Three weeks after the U.S.-led attack on Iraq, looters descended on the artifacts in the Iraq National Museum. Over ten thousand pieces were assumed destroyed or stolen, and the Coalition Provisional Authority estimated the losses at $12 billion. The gravity of the privation led the Security Council to include language in Resolution 1483 to restrict countries from trading in Iraq’s pillaged antiquities, and the U.S. Congress passed the Emergency Protection of Iraqi Cultural Antiquities Act of 2004 to enforce the measures. Several thousand pieces were recovered, but thousands remain missing. In March 2013, Hussein ash-Shamri, the head of the Iraqi Interior Ministry’s Economic Crimes Department, announced that Iraq opened 39 cases against countries to investigate circumstances surrounding the missing archaeological treasures to procure their return.
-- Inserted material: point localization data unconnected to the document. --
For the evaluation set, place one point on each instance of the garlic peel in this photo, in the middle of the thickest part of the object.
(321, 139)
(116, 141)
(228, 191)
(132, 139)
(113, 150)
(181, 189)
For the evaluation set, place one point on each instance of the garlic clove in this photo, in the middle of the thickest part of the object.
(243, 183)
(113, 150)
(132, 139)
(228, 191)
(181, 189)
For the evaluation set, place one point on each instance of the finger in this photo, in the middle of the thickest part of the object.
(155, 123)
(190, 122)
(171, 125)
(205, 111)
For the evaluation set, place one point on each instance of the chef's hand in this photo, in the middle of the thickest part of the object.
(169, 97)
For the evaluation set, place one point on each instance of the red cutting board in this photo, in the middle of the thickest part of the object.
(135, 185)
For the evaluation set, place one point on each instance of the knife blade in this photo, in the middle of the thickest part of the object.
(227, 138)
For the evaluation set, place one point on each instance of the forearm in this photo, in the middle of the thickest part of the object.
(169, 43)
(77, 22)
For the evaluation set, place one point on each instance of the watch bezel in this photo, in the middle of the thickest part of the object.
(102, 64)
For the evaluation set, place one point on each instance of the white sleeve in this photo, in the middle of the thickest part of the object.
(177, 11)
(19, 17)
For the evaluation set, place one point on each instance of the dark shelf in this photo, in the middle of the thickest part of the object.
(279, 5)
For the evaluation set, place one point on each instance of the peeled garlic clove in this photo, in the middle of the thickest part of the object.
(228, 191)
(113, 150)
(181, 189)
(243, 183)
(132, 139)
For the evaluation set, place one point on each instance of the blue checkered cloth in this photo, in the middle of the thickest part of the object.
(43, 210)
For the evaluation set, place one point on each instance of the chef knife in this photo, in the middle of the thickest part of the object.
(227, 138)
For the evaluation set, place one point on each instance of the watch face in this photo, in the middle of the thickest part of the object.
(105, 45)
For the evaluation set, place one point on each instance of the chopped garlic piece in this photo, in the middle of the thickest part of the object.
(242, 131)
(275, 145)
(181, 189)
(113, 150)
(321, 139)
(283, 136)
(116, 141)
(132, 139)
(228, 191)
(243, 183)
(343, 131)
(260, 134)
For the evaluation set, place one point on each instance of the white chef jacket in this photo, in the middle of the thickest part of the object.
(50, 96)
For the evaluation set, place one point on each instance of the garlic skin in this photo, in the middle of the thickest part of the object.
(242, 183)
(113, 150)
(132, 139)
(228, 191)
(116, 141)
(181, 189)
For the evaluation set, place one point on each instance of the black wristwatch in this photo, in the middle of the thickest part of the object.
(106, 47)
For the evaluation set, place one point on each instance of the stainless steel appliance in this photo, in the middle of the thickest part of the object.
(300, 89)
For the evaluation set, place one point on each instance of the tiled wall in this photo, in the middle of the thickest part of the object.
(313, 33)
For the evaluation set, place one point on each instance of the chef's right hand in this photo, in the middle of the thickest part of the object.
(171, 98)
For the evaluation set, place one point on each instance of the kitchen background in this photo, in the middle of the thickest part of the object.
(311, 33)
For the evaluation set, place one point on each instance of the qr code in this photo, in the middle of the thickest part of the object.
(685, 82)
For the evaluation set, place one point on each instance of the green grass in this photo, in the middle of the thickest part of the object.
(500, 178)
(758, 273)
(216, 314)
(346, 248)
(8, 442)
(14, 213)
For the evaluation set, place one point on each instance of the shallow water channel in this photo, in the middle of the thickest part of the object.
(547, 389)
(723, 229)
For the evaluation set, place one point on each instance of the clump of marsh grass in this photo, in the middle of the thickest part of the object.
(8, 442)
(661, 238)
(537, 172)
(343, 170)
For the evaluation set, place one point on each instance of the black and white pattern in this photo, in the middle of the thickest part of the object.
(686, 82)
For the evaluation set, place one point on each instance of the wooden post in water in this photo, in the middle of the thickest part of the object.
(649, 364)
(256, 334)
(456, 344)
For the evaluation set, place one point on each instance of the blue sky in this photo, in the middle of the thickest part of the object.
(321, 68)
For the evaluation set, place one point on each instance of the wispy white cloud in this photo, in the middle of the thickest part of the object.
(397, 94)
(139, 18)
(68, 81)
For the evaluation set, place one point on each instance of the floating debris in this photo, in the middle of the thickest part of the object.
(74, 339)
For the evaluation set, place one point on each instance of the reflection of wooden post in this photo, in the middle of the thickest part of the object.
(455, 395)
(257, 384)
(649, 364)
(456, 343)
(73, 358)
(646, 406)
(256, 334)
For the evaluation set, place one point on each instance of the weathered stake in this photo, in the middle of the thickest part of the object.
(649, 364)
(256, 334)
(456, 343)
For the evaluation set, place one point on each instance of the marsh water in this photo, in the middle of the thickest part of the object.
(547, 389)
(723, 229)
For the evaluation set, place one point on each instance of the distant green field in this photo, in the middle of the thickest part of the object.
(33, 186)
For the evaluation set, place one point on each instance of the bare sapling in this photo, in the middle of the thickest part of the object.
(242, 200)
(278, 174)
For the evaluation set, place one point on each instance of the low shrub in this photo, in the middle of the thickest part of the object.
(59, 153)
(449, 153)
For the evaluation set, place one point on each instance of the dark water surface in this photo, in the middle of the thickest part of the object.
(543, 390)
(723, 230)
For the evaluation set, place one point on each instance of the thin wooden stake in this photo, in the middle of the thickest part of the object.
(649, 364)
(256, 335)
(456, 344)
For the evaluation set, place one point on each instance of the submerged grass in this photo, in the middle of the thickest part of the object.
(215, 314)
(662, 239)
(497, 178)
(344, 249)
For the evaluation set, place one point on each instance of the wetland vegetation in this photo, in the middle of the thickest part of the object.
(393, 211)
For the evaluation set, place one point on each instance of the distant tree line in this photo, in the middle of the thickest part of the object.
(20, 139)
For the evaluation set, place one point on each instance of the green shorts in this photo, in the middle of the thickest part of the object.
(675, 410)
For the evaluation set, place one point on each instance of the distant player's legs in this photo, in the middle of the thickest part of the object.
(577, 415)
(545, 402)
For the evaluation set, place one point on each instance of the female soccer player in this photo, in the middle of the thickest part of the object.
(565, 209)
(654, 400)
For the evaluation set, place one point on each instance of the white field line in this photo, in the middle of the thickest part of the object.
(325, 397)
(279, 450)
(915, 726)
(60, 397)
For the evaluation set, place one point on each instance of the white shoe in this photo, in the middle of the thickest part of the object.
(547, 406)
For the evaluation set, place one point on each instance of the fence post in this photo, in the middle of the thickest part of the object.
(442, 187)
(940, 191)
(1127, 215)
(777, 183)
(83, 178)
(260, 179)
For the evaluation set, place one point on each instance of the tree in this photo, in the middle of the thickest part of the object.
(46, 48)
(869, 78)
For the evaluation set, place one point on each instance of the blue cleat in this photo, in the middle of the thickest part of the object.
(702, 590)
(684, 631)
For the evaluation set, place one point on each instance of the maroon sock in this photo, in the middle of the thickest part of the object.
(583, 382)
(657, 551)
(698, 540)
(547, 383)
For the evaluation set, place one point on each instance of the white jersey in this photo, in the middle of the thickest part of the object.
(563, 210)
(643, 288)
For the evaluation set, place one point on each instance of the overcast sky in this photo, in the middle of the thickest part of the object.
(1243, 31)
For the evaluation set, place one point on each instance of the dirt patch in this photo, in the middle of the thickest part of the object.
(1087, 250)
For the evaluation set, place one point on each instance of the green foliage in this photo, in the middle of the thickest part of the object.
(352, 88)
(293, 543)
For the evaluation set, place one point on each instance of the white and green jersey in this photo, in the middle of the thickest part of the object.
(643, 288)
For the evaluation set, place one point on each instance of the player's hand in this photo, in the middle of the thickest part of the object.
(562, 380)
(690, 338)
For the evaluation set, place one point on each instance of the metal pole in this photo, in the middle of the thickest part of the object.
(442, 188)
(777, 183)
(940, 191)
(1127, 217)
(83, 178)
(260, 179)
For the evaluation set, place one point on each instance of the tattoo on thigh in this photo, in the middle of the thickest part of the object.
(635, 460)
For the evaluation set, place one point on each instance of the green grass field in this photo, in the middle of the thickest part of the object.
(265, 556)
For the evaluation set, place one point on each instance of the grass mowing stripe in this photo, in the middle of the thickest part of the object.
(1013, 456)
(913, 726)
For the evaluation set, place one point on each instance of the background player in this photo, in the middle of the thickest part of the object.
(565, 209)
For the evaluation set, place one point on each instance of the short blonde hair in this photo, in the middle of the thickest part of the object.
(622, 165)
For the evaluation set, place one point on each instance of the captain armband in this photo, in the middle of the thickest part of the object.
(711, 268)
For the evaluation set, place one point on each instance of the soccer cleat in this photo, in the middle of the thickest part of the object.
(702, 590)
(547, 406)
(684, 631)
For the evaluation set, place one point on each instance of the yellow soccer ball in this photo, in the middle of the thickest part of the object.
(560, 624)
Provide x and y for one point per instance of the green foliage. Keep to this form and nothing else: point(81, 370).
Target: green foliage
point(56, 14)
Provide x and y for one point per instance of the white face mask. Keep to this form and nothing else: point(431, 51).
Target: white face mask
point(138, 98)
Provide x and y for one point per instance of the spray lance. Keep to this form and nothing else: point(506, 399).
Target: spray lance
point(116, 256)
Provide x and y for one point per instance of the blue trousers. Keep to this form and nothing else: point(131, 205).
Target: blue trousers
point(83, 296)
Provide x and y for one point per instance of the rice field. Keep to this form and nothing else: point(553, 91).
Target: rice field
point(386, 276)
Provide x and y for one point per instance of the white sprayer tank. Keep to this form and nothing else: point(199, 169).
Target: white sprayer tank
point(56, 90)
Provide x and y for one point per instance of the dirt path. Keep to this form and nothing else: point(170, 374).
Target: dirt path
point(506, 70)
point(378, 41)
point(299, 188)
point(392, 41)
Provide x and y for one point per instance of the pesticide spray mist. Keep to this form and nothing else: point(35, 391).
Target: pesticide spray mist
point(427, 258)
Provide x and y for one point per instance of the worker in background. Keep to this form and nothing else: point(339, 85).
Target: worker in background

This article tenders a suppositional analysis of culpability for the pilferage of the artifacts. Culpability standards are first assessed by using Part II’s précis of the substantive international law that safeguards antiquities. Part III provides a factual chronology of the looting to address the responsibility of Iraqis who engaged in looting after law and order collapsed and the obligations of invading/occupying military forces during the stages of jus ad bellum and jus post bellum. The Iraqi government presumably would prefer an equitable remedy that facilitates the return of missing artifacts if the items are located and identified; this would implicate any state that failed to halt black market trades. However, if items are certified as missing and cannot be located within a reasonable period of time or were destroyed during the looting, should there be a right to recover damages against actors who transgressed substantive law and impelled the sequence of events into motion that led to losses? Considering this prospect, Part IV offers a conjectural analysis of liability. It is hypothetical because the Iraqi government may have divided political will (which might necessitate a qui tam-like public interest action), it is novel to pierce the veil of official immunity in the context posed, the analysis extrapolates offenses that have previously eliminated official immunity for war crimes and crimes against humanity in a tort-like derivative civil action, and the inquiry entails pitting factual analyses against heuristics and the presumption that collateral losses can be absolved if ends justifies the means.